Suara.com - Harga emas dunia menguat pada perdagangan Rabu, karena dolar dan imbal hasil US Treasury tergelincir setelah Chairman Federal Reserve (The Fed) Jerome Powell, menyusul kenaikan suku bunga yang diperkirakan pasar, menandai risiko terhadap ekonomi dari melonjaknya inflasi.
Mengutip CNBC, Kamis (4/5/2022) harga emas di pasar spot meningkat 0,8 persen menjadi USD1.883,41 per ounce, memperpanjang penguatan yang dibuat segera setelah pengumuman kenaikan suku bunga, melonjak sebanyaknya 1,2 persen.
Sementara, emas berjangka Amerika Serikat ditutup turun 0,1 persen menjadi USD1.868,8 per ounce.
Indeks Dolar (Indeks DXY) jatuh ke sesi terendahnya setelah Powell mengatakan inflasi terlalu tinggi, membuat emas lebih menarik bagi pemegang mata uang lainnya.
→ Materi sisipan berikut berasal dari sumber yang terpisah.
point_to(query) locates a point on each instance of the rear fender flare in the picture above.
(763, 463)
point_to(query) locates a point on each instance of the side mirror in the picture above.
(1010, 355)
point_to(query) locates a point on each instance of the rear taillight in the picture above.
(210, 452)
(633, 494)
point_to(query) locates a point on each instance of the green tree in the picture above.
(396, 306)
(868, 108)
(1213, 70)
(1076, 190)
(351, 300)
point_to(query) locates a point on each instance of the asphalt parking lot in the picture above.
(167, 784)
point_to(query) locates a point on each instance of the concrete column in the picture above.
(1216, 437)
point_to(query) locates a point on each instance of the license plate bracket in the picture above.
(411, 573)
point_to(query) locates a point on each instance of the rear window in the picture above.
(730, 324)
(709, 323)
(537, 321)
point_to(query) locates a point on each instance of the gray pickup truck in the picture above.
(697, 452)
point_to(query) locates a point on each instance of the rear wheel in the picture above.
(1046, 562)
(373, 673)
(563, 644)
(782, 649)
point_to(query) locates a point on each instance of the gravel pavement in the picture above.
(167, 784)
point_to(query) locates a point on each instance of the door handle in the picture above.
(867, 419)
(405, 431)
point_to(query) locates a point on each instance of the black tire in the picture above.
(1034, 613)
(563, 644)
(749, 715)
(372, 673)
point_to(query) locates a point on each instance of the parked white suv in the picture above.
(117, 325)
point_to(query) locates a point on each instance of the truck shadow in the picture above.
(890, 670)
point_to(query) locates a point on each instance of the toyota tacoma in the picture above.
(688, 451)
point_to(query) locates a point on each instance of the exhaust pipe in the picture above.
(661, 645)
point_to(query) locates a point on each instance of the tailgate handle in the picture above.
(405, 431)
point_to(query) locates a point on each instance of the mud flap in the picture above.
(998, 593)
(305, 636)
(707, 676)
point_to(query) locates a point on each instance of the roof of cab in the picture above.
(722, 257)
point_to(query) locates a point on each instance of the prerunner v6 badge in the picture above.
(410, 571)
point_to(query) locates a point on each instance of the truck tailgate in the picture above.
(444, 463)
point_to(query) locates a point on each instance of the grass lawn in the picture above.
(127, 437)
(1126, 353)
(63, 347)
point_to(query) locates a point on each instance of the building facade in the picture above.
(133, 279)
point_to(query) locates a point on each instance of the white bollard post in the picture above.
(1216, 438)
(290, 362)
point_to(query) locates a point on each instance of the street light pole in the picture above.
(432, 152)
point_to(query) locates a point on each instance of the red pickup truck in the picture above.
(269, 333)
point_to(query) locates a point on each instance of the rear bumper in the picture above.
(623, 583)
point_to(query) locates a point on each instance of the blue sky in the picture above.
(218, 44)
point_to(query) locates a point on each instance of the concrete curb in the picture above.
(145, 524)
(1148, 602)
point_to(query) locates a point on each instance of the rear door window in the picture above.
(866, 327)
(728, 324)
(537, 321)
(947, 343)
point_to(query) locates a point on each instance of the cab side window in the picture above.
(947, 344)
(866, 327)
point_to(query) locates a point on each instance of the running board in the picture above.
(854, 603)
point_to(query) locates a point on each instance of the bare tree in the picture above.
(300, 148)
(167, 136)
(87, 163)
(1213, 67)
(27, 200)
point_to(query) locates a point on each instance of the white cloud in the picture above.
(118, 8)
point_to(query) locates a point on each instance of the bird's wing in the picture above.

Imbal hasil US Treasury 10-tahun juga bergerak lebih rendah.
"Pasar memperkirakan pertemuan FOMC Mei memiliki kemiringan hawkish tetapi pasar emas memandang kenaikan 50bps yang diantisipasi secara luas sebagai relatif dovish terhadap ketakutan hawkish," kata Suki Cooper, analis Standard Chartered.
"Kami mempertahankan pandangan bahwa emas akan kembali mengambil isyarat dari imbal hasil riil saat tahun dibuka menekan harga lebih rendah pada semester kedua, tetapi kekhawatiran seputar inflasi, risiko geopolitik, dan pertumbuhan yang lebih lambat membuat harga emas rentan terhadap risiko upside dalam jangka pendek." Tambahnya.
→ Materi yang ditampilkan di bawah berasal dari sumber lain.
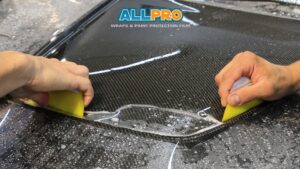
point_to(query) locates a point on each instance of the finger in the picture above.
(228, 79)
(41, 98)
(84, 85)
(77, 69)
(247, 94)
(218, 77)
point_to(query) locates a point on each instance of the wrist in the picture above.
(25, 66)
(294, 72)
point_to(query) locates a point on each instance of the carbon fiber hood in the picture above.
(169, 68)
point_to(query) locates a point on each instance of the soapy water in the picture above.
(156, 120)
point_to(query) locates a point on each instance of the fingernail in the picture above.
(223, 103)
(234, 100)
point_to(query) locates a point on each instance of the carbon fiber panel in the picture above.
(168, 68)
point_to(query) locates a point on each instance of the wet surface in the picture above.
(34, 138)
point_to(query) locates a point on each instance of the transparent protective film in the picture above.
(156, 120)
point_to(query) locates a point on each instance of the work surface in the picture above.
(182, 79)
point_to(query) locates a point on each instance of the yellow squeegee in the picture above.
(230, 111)
(65, 102)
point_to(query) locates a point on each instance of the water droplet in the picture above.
(63, 146)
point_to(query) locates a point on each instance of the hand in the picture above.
(50, 75)
(269, 81)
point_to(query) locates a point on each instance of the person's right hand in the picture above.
(269, 81)
(52, 75)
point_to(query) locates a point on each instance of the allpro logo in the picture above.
(146, 15)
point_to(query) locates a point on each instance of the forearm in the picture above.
(14, 71)
(295, 72)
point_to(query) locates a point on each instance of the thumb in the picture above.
(245, 94)
(41, 98)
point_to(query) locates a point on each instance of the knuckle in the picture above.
(269, 90)
(54, 59)
(217, 79)
(84, 69)
(245, 55)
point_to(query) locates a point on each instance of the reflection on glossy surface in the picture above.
(140, 63)
(156, 120)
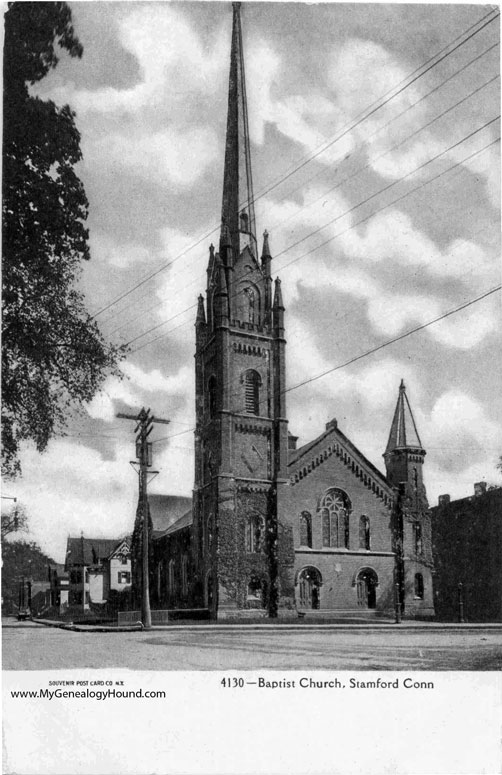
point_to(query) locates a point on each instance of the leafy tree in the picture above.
(53, 355)
(20, 558)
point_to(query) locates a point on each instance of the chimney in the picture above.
(292, 442)
(479, 489)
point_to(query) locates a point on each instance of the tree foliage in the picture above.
(53, 355)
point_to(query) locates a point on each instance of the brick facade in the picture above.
(246, 538)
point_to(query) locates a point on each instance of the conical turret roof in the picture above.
(403, 432)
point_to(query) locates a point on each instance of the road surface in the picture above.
(36, 647)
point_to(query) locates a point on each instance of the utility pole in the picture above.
(144, 426)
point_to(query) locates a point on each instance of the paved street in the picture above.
(35, 647)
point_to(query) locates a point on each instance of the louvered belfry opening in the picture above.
(252, 392)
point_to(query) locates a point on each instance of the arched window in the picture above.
(364, 533)
(211, 393)
(209, 531)
(247, 303)
(255, 534)
(257, 592)
(335, 512)
(417, 538)
(252, 382)
(419, 586)
(184, 575)
(171, 577)
(305, 529)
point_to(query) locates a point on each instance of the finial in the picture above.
(266, 249)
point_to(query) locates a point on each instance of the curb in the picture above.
(387, 627)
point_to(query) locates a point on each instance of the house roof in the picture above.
(184, 521)
(165, 510)
(89, 551)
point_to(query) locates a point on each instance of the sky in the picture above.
(378, 181)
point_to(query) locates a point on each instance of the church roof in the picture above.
(165, 510)
(90, 551)
(305, 459)
(403, 432)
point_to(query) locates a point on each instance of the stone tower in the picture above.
(404, 460)
(241, 427)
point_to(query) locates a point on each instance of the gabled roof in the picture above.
(165, 510)
(403, 432)
(305, 459)
(184, 521)
(89, 551)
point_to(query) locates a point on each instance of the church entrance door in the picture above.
(309, 582)
(367, 582)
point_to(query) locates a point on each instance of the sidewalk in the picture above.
(274, 626)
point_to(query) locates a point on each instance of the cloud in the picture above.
(155, 381)
(173, 59)
(464, 443)
(180, 155)
(71, 488)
Dalam keputusan kebijakan yang dirilis sebelum pidato Powell, The Fed menaikkan suku bunga acuan setengah poin persentase, lompatan terbesar dalam 22 tahun, dan mengatakan akan mulai memangkas kepemilikan obligasi bulan depan sebagai langkah lebih lanjut dalam pertempuran untuk menurunkan inflasi.
Kendati emas dianggap sebagai lindung nilai inflasi, suku bunga AS dan imbal hasil obligasi yang lebih rendah mengurangi opportunity cost memegang logam kuning dengan imbal hasil nol.
Di tempat lainnya, perak melesat 1,2 persen menjadi USD22,82 per ounce, platinum melambung 3 persen menjadi USD990,76 dan paladium stabil di USD2,255,31.